Костя был толстомордый (особая лепка лица), волосы ежом, взгляд дерзкий и наглый. А душа нежная. Улыбнулся и отвечает:
– Ничего не знаю.
– Садитесь. Довольно.
И поставили единицу.
Костя мне с отчаянием говорил (я ждал у дверей):
– Подлец он этакий: скажи он мне квум – и я бы ответил. О квум три страницы у Кремера (грамматика). Он, черт этакий, выговорил кум!
(есть право и так выговорить, но редко). Я подумал: «Кум – предлог с», чтó же об нем отвечать, кроме того, что «с творительным», но это до того «само собою разумеется», что я счел позорным отвечать для пятого класса.
И исключили. В тот час у него умер и отец. Он поступил на службу (чтобы поддерживать мать с детьми), – сперва в полицейское управление, – и писал мне отчаянные письма («Вася, думали ли мы, что придется служить в проклятой полиции»), потом – на почту, и «теперь работаю в сортировочной» (сортировка писем по городам).

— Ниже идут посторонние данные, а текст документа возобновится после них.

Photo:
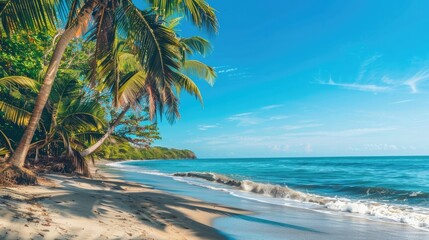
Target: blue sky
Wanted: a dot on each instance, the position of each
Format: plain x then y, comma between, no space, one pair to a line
311,78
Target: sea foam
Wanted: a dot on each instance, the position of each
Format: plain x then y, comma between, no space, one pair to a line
413,216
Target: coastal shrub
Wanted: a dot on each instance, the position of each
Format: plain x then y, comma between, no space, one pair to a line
12,175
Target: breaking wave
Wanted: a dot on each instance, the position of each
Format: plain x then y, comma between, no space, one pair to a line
416,217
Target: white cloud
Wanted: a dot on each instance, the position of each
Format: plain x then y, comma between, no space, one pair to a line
227,70
403,101
300,126
357,86
204,127
364,67
271,106
413,81
245,119
341,133
279,117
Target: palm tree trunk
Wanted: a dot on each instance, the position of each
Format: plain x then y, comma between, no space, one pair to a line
18,157
109,132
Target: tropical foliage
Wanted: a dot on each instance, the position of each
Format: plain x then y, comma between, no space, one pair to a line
57,87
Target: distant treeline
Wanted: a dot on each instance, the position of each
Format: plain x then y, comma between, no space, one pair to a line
125,151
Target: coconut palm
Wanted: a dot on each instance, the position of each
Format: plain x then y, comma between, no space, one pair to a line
143,28
71,120
133,87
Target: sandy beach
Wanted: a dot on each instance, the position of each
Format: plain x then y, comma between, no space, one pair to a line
67,207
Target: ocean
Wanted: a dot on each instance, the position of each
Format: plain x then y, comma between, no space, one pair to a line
358,197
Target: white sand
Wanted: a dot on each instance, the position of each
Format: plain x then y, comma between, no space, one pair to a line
103,208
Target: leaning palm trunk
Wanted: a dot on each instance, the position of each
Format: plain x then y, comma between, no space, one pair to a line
18,157
109,132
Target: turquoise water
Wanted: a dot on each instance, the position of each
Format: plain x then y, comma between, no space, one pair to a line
386,189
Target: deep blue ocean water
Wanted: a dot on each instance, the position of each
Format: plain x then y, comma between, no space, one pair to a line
392,189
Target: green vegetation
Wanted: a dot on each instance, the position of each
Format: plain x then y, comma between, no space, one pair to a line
96,87
124,151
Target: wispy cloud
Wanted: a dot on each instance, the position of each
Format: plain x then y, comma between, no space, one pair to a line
245,119
279,117
357,86
341,133
301,126
364,67
403,101
205,127
228,70
271,106
413,81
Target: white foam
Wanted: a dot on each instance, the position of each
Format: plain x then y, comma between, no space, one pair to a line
283,195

В то же время где-нибудь аккуратный и хорошенький мальчик «Сережа Муромцев» учился отлично, директор его гладил по голове, кончил с медалью, в университете – тоже с медалью, наконец – профессор «с небольшой оппозицией»… И
…До хорошего местечка
Доползешь ужом.
Вышел в председатели 1-й Госуд. думы. И произнес знаменитое mot[14]: «Государственная дума не может ошибаться». Неужели мой Костя мог бы так провалиться на государственном экзамене??!!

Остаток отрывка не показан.